Our task, then, is to confront the ultimate evil in ourselves and in the world whenever and however we can, and allow neither the banality of evil nor the tedium of opposing it to deter us from the task at hand. We must always be aware of the dangers inherent in the search for what Lance Morrow calls the "emerging global conscience," for it "can often be a messy, fatuous, self-righteous thing--merely politically correct, maddeningly smug, and, in its turn, dangerously out of touch with the real possibilities of evil. It risks becoming a paradox, that insufferable thing, a conscience that is irresponsible" (2, pg. 48). The only way that anything like a society we admire can grow up among us is through the steady application of the tenets of our own individual and, yes, relative morality, without reference to the definitions of those who, through the pursuit of power or gain, attempt to sell us on a course of action which veers from our values. We must insist that our governments and other institutions conform to ethical and moral standards; these must not be compromised for expediency or from fear. "Moral courage is the ability and willingness to act according to one's important values even in the face of opposition, disapproval, and the danger of ostracism" (4, pg. 8) Hope is, perhaps, evil's greatest enemy; there is no more important or urgent journey humanity can undertake than a comprehension of evil and an active, hopeful part in its defeat.
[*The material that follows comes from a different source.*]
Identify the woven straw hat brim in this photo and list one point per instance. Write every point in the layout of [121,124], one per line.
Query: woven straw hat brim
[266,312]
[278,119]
The only thing necessary for the triumph of evil is for good men to do nothing.
—Edmund Burke (attributed)
See also Ethics: an Essay on the Understanding of Evil
Sources:
(1) Ervin Staub, The roots of evil, the origins of genocide and other group violence, Cambridge University Press, 1989.
(2) Lance Morrow, Evil, an investigation, Basic Books, 2003.
(3) Merriam-Webster's Collegiate Dictionary, Eleventh Edition, 2003.
(4) Ervin Staub, The psychology of good and evil, Cambridge Press, 2003.
(5) Roy F. Baumeister, Evil, inside human violence and cruelty, W.H. Freeman and Company, 1997.
(6) Hannah Arendt, Eichmann in Jerusalem: A Report on the Banality of Evil, Viking Press, 1964.